When he came to Nazareth, where he grew up, He went into the synagogue on the Sabbath and stood to read. Turning to Isaiah, he read, “The Spirit of the Lord is upon Me because he anointed Me to preach the good news to the poor. He has sent Me to proclaim release to the captives and recovery of sight to the blind…” It was an encouraging message to those who felt oppressed and discarded. The listeners were thrilled and spoke well of Jesus, yet they expressed surprise that these gracious words came from the mouth of one of their own.
Jesus could have taken the opportunity to bask in the praises of those he grew up with; instead, He looked past the excitement on their faces and peered deep into their hearts. He knew their real priorities included wanting to ride the coattails of his popularity, and having their needs and selfish desires met. They weren’t looking for the Lord, they were looking for affirmation.
Jesus admonished the crowd for having the same attitudes as their forefathers who lacked faith and were therefore overlooked by God as He poured out blessings on the widow of Zarephath and Naaman of Syria.

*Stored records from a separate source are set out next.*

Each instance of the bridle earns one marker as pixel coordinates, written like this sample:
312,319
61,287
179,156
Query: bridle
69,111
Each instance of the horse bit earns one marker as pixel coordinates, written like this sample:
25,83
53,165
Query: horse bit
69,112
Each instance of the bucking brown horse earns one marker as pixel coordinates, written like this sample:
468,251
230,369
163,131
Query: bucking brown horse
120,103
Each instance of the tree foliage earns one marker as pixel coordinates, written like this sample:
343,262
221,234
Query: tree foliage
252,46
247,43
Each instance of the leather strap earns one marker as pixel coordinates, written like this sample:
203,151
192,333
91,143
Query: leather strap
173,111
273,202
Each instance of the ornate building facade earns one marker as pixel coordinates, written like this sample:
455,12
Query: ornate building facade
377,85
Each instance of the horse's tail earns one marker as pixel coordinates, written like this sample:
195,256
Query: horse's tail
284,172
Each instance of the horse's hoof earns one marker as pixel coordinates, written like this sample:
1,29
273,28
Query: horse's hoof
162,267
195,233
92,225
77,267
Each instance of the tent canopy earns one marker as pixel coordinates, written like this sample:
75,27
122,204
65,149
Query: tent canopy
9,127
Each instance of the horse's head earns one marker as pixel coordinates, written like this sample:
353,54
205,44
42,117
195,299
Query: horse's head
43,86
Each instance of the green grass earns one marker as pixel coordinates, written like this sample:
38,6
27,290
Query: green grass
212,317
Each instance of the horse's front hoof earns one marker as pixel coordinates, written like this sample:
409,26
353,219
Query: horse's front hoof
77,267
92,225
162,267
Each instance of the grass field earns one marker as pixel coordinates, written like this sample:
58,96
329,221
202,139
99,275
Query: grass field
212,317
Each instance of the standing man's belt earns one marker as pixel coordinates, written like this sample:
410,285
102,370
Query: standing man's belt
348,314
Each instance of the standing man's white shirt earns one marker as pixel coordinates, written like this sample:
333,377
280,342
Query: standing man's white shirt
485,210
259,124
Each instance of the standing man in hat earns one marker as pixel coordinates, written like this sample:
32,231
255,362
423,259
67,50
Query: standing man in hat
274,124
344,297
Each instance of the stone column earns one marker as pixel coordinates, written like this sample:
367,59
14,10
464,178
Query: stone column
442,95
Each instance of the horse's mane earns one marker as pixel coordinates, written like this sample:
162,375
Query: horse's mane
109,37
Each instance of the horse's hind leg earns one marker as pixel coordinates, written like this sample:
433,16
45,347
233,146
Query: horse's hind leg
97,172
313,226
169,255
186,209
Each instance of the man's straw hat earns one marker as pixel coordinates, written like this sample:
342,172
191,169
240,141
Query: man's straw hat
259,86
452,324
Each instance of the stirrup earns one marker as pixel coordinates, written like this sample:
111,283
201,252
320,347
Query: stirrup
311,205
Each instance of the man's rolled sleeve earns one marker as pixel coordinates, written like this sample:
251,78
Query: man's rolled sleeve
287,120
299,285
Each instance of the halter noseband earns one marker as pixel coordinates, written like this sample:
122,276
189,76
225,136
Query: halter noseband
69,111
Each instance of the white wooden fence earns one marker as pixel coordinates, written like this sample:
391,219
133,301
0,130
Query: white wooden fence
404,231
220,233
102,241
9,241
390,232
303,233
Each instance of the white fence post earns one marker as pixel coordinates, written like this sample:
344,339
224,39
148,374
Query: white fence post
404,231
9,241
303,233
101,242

The mood changed quickly. Those who considered Jesus a voice from God only moments before now considered Him their enemy because He had dared to hold up a spiritual mirror to reveal their true nature. They were “filled with rage,” and they drove Him outside the city and attempted to throw Him down a cliff. As it was not yet His time, he easily passed through the crowd and moved on to the next town.
The people of Nazareth could have examined their lives, repented, and joined the King of Glory in the greatest story of human history. Instead, they held onto their mindsets and missed the Kingdom of God.
When God puts the mirror in front of us today, how do we respond? Do we fall on our knees in repentance, find favor in the loving arms of God, and become transformed more into His likeness, or do we get angry and search out a message that affirms who we already are?